Secondly, SEO folks purchased links by the plenty to point at their main website. While these links rarely produced direct traffic, they added to the link benefits and greatly increased performance in Google.
As with all "tricks of the trade" they are over-utilized and become a problem. Google caught on and found ways to filter this sort of activity. Google's 'Sandbox' effect forces these new links and sites to age for months before creating any effect, if ever. It's no longer cost effective to spend funds on links that will not work for 3-6 months and may never actually help.
Another black-hat SEO trick is burned.
Moving Forward
Google now actively searches for duplicate content and backward links from "link farms" and satellite sites --penalizing for both. In the same action, they make new websites sit on the sidelines until they deem worthy to rank in search for lucrative terms. If you approach an Internet Marketing firm that presents you with either tactic, keep looking.
Build a good website full of quality content, publish it to the Internet, present it to Google, and wait. And wait...
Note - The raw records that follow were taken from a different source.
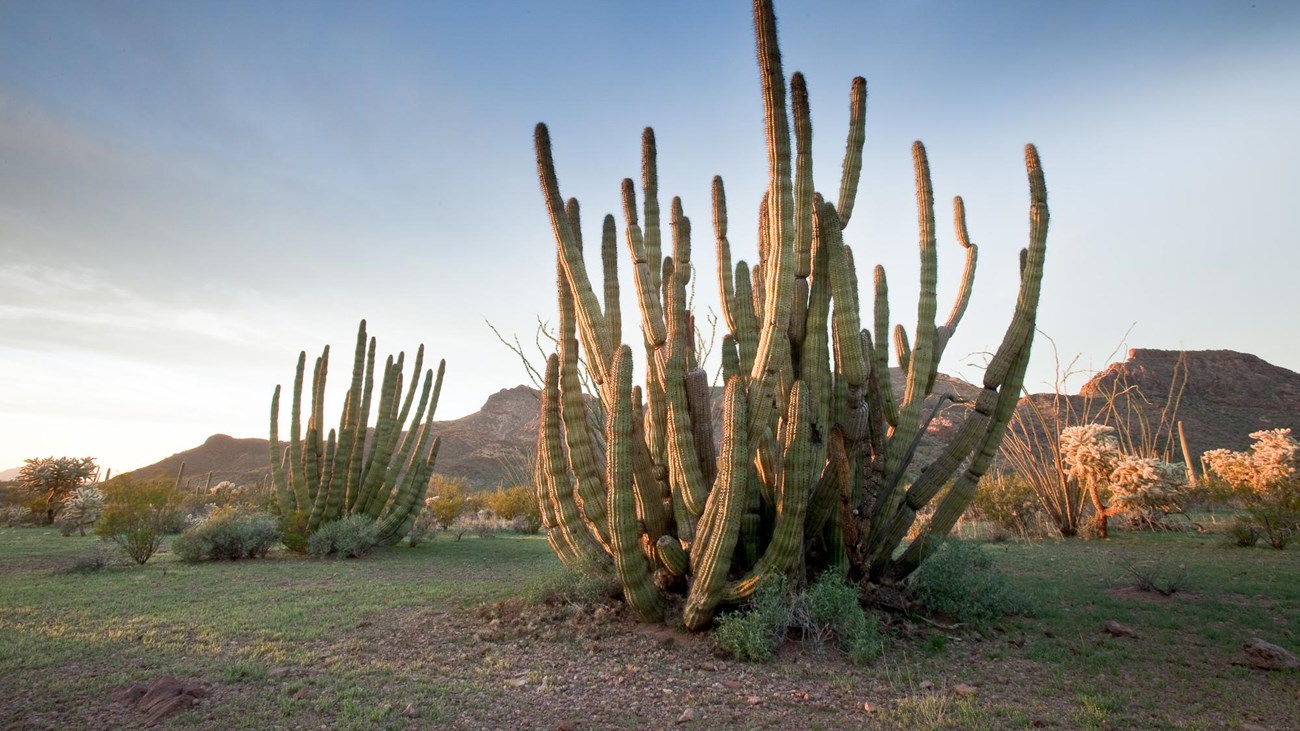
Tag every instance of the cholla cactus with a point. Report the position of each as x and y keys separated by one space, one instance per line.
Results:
x=1143 y=487
x=82 y=507
x=1265 y=479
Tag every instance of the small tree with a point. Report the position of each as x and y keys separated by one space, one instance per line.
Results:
x=56 y=478
x=1265 y=480
x=516 y=502
x=81 y=507
x=446 y=500
x=137 y=515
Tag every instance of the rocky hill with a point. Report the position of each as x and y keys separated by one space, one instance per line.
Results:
x=1225 y=394
x=1225 y=397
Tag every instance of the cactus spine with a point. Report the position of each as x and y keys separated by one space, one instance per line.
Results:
x=815 y=444
x=321 y=478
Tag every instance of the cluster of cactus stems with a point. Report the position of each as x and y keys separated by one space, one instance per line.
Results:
x=382 y=474
x=814 y=442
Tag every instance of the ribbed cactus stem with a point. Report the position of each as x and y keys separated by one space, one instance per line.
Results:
x=629 y=563
x=852 y=168
x=711 y=553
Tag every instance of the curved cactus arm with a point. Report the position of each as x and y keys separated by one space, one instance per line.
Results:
x=1031 y=276
x=880 y=354
x=1012 y=359
x=804 y=211
x=629 y=563
x=650 y=187
x=589 y=318
x=610 y=265
x=321 y=496
x=412 y=483
x=644 y=275
x=650 y=507
x=349 y=429
x=711 y=553
x=284 y=493
x=726 y=281
x=792 y=493
x=852 y=169
x=779 y=263
x=356 y=459
x=746 y=324
x=923 y=346
x=902 y=349
x=577 y=432
x=570 y=522
x=672 y=556
x=376 y=459
x=295 y=438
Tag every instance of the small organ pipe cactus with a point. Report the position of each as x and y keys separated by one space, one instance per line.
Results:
x=814 y=440
x=380 y=471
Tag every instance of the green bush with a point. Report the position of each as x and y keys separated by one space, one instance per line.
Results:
x=960 y=582
x=137 y=530
x=347 y=537
x=228 y=535
x=1243 y=532
x=835 y=614
x=826 y=613
x=754 y=632
x=1010 y=505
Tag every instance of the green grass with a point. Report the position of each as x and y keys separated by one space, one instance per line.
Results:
x=291 y=641
x=230 y=623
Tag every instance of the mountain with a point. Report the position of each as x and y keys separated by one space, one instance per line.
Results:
x=488 y=448
x=1226 y=396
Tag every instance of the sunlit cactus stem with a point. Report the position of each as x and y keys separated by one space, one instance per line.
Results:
x=815 y=471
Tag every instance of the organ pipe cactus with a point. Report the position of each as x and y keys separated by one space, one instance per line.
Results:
x=814 y=441
x=380 y=471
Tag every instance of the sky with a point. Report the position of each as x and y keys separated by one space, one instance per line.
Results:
x=193 y=193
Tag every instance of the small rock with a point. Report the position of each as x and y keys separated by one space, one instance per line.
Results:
x=1266 y=656
x=1118 y=630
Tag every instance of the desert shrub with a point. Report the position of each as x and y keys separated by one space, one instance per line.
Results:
x=347 y=537
x=137 y=530
x=14 y=515
x=1157 y=578
x=55 y=478
x=1265 y=481
x=1009 y=504
x=579 y=585
x=827 y=613
x=961 y=582
x=137 y=515
x=228 y=535
x=754 y=632
x=96 y=558
x=81 y=507
x=516 y=505
x=1243 y=532
x=446 y=500
x=830 y=610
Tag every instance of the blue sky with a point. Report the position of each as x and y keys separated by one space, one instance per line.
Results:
x=191 y=193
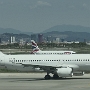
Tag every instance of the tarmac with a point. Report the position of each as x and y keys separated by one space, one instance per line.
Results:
x=35 y=81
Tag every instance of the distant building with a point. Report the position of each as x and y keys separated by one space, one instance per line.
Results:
x=0 y=40
x=49 y=39
x=40 y=38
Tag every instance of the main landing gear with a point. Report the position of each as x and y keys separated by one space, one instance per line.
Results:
x=47 y=77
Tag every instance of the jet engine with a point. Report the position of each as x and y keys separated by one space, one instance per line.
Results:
x=64 y=72
x=78 y=73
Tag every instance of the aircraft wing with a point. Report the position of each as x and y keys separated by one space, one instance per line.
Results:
x=53 y=66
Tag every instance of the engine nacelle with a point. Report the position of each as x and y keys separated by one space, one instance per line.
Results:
x=78 y=73
x=64 y=72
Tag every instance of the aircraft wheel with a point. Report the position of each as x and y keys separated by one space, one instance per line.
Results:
x=55 y=76
x=47 y=77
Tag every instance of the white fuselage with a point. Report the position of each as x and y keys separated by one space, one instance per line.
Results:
x=54 y=52
x=79 y=62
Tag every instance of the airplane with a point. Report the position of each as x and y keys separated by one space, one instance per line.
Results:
x=58 y=65
x=36 y=50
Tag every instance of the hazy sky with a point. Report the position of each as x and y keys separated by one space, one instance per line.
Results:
x=39 y=15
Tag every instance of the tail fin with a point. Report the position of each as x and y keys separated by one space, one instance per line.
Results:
x=34 y=47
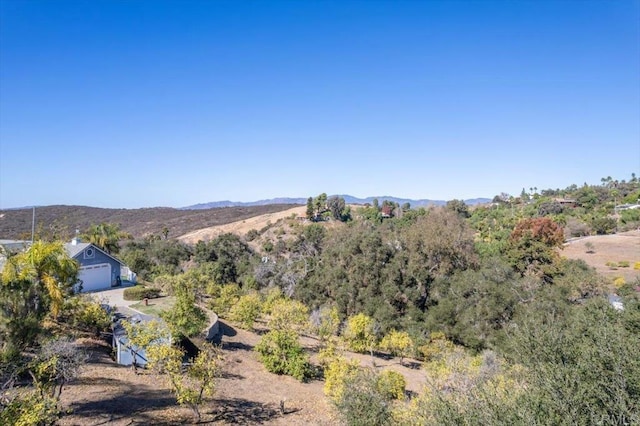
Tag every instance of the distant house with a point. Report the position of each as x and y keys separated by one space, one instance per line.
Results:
x=566 y=202
x=616 y=302
x=10 y=247
x=98 y=269
x=386 y=211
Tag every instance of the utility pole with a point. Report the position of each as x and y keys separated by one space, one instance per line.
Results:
x=33 y=224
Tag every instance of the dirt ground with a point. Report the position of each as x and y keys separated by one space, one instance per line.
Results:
x=608 y=248
x=107 y=393
x=241 y=227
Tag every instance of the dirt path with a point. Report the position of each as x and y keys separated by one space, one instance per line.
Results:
x=107 y=393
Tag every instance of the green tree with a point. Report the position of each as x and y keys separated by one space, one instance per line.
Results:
x=191 y=383
x=185 y=318
x=337 y=207
x=281 y=353
x=578 y=364
x=288 y=314
x=34 y=283
x=359 y=334
x=362 y=403
x=398 y=343
x=459 y=207
x=532 y=246
x=310 y=209
x=246 y=310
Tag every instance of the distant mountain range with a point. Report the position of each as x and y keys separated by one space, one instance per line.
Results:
x=349 y=199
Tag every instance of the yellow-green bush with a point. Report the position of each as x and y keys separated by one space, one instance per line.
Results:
x=246 y=310
x=336 y=375
x=391 y=384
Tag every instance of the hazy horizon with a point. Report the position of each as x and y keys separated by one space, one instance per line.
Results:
x=175 y=103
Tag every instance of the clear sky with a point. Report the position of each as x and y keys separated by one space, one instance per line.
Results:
x=172 y=103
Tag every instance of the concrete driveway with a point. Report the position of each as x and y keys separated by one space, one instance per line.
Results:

"A watched pot never boils..."
A new website at a new domain name sits in the Google 'Sandbox' theory until it builds credibility via traffic, links, and some additional coaxing.
In the mean time you're watching your statistics for a flood to your new website and it isn't going to happen. You won't get traffic until you have traffic. Enter Pay Per Click.
MSN will pick up your website quickly and send you traffic. Meanwhile, we suggest a modest PPC campaign to bring numbers until the site begins to perform. At which time you may either throttle back on PPC or alter your campaigns to bolster traffic on competitive terms.